There was, you see, this story by reporters Brigid Schulte and Chris L. Jenkins that ran with this headline: "So Close, Yet So Far Apart: Once Solidly Part of the South, the Old Dominion Now Encompasses a Widening Cultural Chasm." If you read the online version, you may have not have taken the extra second and clicked on the button that showed you some of the graphics that were displayed prominently in the tree-pulp edition next to the big red map of Virginia with a few spots of blue. That was, naturally, the map showing the GOP-Democratic split in that razor-thin U.S. Senate election.
A tagline noted: "Virginia has become almost two states -- conservative, down-home southern Virginia and liberal, transient Northern Virginia." I do not know why the "s" in "southern" is small and the "N" in "Northern" is large, unless it's because the North is real because it's in the circulation zone of the Post.
The true dividing line, it appears, is the Rappahannock River (pictured). That, we are told, is the "grits line."
There really isn't much about religion in the story itself.

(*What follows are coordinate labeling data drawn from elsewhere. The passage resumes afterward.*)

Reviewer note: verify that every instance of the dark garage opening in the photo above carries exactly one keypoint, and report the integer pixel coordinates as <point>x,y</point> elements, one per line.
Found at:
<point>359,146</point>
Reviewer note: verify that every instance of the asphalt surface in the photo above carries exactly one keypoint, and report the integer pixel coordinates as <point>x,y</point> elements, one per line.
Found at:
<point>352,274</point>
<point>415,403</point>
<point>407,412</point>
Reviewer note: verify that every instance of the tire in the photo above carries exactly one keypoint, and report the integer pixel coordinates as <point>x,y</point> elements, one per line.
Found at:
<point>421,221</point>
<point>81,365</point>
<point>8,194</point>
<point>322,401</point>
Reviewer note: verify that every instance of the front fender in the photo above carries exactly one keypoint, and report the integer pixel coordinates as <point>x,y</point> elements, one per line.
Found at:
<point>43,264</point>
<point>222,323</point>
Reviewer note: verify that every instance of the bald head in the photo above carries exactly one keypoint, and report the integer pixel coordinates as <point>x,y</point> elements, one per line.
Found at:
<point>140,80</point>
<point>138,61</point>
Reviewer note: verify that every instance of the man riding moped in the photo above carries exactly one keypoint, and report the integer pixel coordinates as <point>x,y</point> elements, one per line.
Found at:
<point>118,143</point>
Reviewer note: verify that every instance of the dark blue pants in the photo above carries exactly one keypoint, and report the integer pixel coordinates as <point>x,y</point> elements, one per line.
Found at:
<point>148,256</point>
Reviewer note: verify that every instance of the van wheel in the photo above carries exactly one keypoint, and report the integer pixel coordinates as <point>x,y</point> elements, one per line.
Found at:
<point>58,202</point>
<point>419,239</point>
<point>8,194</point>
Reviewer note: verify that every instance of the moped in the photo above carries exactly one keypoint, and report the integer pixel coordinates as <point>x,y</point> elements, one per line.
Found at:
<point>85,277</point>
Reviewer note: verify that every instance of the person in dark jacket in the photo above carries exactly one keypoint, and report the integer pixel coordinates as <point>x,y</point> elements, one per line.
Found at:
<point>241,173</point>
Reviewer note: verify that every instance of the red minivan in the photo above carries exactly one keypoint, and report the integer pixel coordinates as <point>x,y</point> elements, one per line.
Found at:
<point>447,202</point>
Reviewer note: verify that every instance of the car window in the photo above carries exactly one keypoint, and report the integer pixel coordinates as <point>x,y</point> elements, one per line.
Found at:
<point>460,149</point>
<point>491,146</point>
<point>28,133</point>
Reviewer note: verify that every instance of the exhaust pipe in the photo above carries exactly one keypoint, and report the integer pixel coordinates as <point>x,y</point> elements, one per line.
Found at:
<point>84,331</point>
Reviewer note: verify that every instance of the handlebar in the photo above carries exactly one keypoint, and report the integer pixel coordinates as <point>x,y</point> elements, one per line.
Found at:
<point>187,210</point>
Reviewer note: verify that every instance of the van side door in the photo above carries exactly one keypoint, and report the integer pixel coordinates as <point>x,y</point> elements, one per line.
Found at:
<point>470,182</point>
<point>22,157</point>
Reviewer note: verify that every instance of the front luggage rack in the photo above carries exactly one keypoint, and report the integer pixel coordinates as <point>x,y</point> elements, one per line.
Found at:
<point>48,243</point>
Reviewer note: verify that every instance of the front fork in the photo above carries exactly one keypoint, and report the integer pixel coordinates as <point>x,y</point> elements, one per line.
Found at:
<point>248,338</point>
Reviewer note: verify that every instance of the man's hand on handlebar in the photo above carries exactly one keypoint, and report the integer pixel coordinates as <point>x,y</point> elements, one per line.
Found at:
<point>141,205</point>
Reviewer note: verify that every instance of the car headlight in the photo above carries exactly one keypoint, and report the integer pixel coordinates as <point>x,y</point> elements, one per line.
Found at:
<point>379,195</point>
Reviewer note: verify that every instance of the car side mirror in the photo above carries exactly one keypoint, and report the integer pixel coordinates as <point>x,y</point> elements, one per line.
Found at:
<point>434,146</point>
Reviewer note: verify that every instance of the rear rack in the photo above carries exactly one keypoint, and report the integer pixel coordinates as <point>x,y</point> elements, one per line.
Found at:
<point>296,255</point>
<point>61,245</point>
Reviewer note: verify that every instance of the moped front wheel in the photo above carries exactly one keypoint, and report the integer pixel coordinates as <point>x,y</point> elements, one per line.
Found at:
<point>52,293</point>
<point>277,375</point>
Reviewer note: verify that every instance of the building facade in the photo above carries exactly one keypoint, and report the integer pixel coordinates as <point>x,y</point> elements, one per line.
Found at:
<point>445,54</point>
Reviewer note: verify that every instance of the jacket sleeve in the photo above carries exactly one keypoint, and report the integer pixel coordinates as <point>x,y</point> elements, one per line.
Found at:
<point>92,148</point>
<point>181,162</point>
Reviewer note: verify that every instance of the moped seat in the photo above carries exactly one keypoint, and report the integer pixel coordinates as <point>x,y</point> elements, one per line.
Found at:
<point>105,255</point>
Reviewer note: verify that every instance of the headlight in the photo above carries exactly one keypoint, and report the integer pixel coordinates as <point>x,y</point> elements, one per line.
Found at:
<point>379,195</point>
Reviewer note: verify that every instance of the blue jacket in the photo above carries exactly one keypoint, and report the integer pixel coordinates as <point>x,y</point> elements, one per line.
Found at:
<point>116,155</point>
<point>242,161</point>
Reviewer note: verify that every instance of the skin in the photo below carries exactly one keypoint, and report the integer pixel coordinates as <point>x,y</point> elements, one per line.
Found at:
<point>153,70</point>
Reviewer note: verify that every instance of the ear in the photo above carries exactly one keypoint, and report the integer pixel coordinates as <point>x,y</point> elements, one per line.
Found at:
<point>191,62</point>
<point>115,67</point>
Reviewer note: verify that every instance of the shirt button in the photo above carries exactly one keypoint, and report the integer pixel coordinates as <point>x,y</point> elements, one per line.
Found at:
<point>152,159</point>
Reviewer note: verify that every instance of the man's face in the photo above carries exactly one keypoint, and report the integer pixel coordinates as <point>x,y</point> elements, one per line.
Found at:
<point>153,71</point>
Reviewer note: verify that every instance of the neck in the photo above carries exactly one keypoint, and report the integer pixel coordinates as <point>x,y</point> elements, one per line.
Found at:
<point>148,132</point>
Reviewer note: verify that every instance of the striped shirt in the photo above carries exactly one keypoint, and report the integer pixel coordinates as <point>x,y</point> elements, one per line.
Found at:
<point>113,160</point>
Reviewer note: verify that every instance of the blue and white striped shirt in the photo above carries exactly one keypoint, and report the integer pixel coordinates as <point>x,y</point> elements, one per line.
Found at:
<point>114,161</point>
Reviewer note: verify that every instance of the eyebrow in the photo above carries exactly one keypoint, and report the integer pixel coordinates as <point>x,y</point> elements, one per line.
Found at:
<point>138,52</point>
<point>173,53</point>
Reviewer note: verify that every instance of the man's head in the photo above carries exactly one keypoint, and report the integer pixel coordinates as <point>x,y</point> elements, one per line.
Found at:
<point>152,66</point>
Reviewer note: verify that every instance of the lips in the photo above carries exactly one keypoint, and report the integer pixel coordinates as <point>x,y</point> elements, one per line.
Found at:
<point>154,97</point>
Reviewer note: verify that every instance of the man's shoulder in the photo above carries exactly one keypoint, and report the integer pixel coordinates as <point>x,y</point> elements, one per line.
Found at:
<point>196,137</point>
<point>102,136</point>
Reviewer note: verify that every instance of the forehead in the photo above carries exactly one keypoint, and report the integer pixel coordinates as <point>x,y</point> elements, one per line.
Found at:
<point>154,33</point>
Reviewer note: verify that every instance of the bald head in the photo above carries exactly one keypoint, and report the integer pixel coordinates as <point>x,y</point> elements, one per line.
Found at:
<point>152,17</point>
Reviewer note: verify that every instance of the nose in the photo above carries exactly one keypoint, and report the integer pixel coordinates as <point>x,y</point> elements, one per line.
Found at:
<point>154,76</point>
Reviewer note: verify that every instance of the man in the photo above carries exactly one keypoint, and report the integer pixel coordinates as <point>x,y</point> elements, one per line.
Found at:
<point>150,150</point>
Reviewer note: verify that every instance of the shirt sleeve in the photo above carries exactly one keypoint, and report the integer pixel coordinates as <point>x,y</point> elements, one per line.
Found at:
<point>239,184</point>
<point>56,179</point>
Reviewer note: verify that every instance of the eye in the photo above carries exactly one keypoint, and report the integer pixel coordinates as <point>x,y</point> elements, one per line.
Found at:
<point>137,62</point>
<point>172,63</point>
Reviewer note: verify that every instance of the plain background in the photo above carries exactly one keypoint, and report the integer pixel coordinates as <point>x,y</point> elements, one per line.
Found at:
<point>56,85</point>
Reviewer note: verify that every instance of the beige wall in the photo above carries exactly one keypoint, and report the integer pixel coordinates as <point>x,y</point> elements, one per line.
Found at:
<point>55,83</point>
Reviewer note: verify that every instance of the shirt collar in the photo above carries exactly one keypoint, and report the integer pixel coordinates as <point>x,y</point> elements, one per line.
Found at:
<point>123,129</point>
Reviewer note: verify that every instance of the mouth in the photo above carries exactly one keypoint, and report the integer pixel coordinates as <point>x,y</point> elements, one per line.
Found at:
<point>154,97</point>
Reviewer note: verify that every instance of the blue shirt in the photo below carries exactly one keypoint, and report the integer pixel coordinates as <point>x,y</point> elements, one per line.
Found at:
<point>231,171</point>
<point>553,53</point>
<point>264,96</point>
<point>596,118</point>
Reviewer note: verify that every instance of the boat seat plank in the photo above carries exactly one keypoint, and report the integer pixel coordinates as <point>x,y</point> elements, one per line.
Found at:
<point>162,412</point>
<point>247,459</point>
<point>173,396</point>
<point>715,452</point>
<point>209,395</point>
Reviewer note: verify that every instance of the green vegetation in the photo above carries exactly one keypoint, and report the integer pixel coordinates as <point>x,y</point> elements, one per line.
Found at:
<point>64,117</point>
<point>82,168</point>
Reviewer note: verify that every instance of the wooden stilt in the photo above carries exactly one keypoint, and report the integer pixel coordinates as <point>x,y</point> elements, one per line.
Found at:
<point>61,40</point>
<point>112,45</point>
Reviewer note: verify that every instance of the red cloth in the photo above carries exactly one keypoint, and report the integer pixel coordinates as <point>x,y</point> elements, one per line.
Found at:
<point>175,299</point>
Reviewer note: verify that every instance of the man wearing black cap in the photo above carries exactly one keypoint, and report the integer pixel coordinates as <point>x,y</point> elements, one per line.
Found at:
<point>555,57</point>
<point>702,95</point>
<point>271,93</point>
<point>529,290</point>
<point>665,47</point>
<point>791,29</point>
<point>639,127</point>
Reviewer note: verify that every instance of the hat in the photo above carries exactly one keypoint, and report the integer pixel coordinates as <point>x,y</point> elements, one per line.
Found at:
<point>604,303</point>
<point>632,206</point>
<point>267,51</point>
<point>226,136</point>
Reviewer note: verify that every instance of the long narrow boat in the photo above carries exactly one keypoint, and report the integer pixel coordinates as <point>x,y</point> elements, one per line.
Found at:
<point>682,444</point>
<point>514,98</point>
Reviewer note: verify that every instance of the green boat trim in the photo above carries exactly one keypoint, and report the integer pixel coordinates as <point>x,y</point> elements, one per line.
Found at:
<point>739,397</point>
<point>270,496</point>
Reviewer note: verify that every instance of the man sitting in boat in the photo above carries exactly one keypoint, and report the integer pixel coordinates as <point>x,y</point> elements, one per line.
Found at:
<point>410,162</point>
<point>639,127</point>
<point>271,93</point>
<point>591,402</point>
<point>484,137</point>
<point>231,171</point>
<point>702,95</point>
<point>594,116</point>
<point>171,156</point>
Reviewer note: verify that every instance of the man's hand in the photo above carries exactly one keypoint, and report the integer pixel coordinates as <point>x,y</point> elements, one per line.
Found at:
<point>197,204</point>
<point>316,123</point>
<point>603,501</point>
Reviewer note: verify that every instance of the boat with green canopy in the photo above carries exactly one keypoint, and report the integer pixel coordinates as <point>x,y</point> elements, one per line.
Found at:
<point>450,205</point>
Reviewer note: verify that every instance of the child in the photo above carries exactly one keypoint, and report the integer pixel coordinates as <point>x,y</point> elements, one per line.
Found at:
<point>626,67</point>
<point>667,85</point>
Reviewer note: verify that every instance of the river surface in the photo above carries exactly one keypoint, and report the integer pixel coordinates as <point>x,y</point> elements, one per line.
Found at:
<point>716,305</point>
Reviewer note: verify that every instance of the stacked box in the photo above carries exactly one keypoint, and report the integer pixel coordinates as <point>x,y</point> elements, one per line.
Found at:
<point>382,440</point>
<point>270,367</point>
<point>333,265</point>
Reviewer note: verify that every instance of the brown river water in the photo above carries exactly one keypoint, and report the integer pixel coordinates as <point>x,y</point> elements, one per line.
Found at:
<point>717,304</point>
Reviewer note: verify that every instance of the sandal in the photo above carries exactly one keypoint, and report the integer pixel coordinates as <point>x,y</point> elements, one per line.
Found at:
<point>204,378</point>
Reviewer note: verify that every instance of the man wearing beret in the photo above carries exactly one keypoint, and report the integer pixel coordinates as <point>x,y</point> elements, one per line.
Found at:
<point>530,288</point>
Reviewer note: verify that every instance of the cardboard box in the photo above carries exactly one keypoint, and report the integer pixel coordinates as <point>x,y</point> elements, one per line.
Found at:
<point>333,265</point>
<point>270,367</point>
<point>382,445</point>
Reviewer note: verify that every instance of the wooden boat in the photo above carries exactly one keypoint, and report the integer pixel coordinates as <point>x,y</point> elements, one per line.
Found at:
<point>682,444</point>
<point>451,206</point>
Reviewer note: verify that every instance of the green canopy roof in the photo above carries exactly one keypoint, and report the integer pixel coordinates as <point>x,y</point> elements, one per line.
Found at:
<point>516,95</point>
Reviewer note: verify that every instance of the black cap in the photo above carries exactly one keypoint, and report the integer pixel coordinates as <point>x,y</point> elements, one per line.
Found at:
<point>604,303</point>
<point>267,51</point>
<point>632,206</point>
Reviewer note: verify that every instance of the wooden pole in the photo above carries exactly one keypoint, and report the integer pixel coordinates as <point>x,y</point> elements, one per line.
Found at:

That's kind of my point.
Nevertheless, the first graphic you see states that 32 percent of people Northern Virginia go to church once a week and, in the rest of Virginia, it's 49 percent. You will also not be surprised to know that people in NoVa have much higher incomes and are three times more likely to be college graduates.
Thus, we have this showdown:
... Republican George Allen won by wide margins in 92 of the state's 134 localities but lost the race because Democrat James Webb swept the densely populated Washington suburbs. At the same time, Northern Virginians voted against the amendment to define marriage as only between a man and a woman, but the measure passed largely because people south of the Rappahannock voted overwhelmingly for it.
At Allen's concession speech, two supporters turned to each other in disgust. "That's it," said one. "I'm moving to South Carolina."
In interviews with dozens of Virginians on both sides of the divide, each saw the other part of the state almost as a foreign country, with an alien culture.
... And neither side really "gets" the other.
"We don't have a lot of tolerance for people up there. But I think we've got more tolerance of y'all than y'all do of us," said Dave "Mudcat" Saunders, a Roanoke-based Democratic consultant who helped Mark R. Warner, Timothy M. Kaine and now Webb get what he calls "the Bubba vote." "There's a certain air of intellectual superiority up there that comes with stereotyping us as being hillbillies."
So what is at the heart of this cultural divide?
The story mentions the issue of gay marriage. It also mentions a long history of racism. That's about it.
So it's the smart Yankees who have moved to the D.C. suburbs vs. the old-guard Bubbas. But you know that there has to be more to this story than that. Did Post pollsters ask any other revealing questions? Come to think of it, the racism angle is simply assumed -- with no new poll data or any other contemporary hook.
Are other cultural issues involved? Are the people in Northern Virgnia pews different than those in southern Virginia pews? There are people out there who voted against same-sex marriage who also voted for Webb. Who are they? Are they -- as would seem likely -- white populist evangelicals and African American evangelicals? Is this an intrastate culture war, as the Post implies, still linked to race?
Well I'm curious, as someone who used to live in the Southern Highlands (pictured) just a smidgen over the Virginia line, down where lots of red-pew Republicans have, for many generations, put Abraham Lincoln at the top of their hero lists.
I think the Post needs to chase this ghost, which we could call the ghost of populist Southern Christian culture -- black and white. That ghost is out there, in all of its complex glory.